Automating Hadoop Cluster Configuration using Ansible

Prathamesh Mistry
7 min readMar 21, 2021

Hadoop is an open-source framework that allows to store and process big data in a distributed environment across clusters of computers using simple programming models. It is designed to scale up from single servers to thousands of machines, each offering local computation and storage.

Hadoop is used at many high-end companies including the Tech-Giant Facebook. This article covers configure an HDFS cluster using Ansible. Ansible is an open-source software provisioning, configuration management, and application-deployment tool enabling infrastructure as code. Ansible is widely used in the market and is the leading IT Automation tool.

# tree 
.
├── ansible.cfg ---> configuration file
├── inventory ---> setup inventory
├── client-playbook.yml ---> setup client
├── pre-req-playbook.yml ---> installing preq on all the nodes
├── master-playbook.yml ---> setting up
├── slave-playbook.yml ---> setting up worker/data nodes
├── hadoop_system_files
│ ├── client_files
│ │ └── core-site.xml
│ ├── master_files
│ │ ├── core-site.xml
│ │ └── hdfs-site.xml
│ └── slave_files
│ ├── core-site.xml
│ └── hdfs-site.xml
├── master_slave_client_vars
│ ├── directory_vars.yml
│ └── master_ip_file.yml
└─── packages
├── hadoop-1.2.1-1.x86_64.rpm
└── jdk-8u171-linux-x64.rpm

The above tree diagram shows the content of the directory we are about to create.

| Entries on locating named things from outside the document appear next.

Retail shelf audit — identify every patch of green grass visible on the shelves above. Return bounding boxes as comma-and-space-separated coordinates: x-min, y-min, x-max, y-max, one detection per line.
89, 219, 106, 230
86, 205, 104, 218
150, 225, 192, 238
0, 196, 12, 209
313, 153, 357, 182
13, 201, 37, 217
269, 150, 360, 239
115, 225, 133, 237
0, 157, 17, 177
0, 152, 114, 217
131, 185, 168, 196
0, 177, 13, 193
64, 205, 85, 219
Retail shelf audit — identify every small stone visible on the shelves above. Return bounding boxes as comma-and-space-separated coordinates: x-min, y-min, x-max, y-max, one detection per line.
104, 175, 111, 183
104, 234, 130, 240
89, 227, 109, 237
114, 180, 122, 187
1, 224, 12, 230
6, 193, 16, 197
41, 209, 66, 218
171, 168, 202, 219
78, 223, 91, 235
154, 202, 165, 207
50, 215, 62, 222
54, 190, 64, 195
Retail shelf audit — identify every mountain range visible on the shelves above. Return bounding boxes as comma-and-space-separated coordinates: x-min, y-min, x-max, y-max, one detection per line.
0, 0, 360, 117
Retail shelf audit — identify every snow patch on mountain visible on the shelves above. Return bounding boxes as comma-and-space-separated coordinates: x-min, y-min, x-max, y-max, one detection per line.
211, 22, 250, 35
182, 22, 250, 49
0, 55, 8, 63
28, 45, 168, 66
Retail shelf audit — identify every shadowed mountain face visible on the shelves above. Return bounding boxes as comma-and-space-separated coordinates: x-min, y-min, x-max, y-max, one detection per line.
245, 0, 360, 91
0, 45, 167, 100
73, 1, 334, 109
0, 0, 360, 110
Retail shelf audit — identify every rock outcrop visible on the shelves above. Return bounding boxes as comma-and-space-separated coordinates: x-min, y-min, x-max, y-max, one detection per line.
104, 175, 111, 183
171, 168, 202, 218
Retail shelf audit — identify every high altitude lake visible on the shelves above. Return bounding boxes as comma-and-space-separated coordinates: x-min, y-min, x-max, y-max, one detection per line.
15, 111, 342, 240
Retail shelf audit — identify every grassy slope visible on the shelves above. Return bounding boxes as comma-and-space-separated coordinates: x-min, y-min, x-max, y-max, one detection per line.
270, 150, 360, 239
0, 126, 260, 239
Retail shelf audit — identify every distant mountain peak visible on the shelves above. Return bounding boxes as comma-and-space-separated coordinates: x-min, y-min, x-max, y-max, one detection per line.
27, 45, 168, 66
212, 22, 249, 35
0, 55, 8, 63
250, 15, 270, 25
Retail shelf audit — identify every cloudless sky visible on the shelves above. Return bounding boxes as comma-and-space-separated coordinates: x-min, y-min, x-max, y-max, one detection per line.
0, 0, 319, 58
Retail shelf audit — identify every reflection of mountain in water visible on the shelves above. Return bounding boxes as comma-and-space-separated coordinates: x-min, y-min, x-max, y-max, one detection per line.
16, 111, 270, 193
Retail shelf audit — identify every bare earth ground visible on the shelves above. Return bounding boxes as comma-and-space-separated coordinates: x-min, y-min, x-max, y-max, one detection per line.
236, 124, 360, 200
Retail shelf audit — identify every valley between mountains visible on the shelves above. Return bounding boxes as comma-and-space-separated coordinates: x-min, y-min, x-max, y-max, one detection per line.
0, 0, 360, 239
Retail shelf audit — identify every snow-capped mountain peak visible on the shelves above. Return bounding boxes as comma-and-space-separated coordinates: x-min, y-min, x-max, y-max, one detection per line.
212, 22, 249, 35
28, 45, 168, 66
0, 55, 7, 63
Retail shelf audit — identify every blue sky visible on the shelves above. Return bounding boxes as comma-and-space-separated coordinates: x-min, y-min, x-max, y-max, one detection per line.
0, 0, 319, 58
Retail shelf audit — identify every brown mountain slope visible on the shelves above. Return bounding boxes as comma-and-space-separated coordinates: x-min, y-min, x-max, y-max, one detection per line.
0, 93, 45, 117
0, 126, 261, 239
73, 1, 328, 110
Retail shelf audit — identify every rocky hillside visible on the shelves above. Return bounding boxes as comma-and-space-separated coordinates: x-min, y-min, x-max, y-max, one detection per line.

Let’s start with the practical

Creating an Ansible Configuration File

# vim ansible.cfg
[defaults]
inventory = inventory

Make sure you are using the correct configuration file for ansible using the following command.

# ansible --version

Create an Inventory

This file will contain all the systems and nodes you want to manage from your workstation.

# vim inventory
[master_node]
192.168.3.101
[slave_nodes]
192.168.3.102

The master node group will contain the IP address of the master node whereas the slave_nodes group will contain all the IPs of the slave you want to connect to the cluster.

Note: For this practical will be having 1 Master node and 1 Slave work.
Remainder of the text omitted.